Under the Poor Law Act of 1838, Ireland was divided into 130 Poor Law Unions (and later increased to 163) to cater for the destitute, with a workhouse in each. Each workhouse was managed by a Board of Guardians, elected by the ratepayers for each District Electoral Division in the union, a grouping of a number of townlands for electoral purposes. There were 3,751 District Electoral Divisions in the country. Various statistics, like census information, are recorded under District Electoral Divisions.
Townlands, the smallest administrative divisions in Ireland, originated in early medieval Ireland as farm-holdings. In the early nineteenth century, the Ordnance Survey researched and standardised the place-names of Irish townlands. Most of these place-names are Irish in origin, some of which were adopted and altered from pre-Celtic times. There are over 63,000 townlands in the country. The Ordnance Survey recorded the townlands in the 1841 Census of Population and they are shown on the Ordnance Survey maps with a scale of six inches to the statute mile.

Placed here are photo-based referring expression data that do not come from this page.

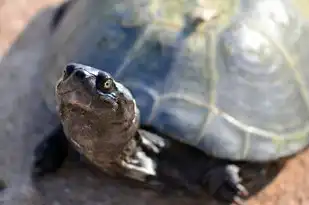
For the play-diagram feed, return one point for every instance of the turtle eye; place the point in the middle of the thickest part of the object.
(108, 84)
(104, 83)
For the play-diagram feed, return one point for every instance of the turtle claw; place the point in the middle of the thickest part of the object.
(224, 184)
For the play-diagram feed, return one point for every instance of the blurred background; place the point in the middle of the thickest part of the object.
(291, 187)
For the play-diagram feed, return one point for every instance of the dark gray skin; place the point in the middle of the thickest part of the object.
(100, 119)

The original Irish names reflect topographical features like droim (ridge) and cnoc (hill), land measures like ceathrú (quarter), botanical features like cluain (meadow) as well as family and personal names. Various Irish names for a ringfort, ráth, lios, dún, caiseal, cathair, or Anglicised versions thereof, are frequently used in Irish place-names. Boundaries are usually physical, for example, a river or a human-made structure like a road. A townland is a special place for those who know it, with specific natural features, field systems, land-holding patterns and family roots. Townland names are used for postal addresses, the census of population and in land transactions.
When tracing one’s Irish rural roots, in addition to the parish it is helpful to know the specific barony, district electoral division and townland. These are not easy to find. However, every extended family has an archive of birth, baptismal, marriage and death certificates, as well as letters, photographs, memorial cards and items of information which can provide valuable genealogical information.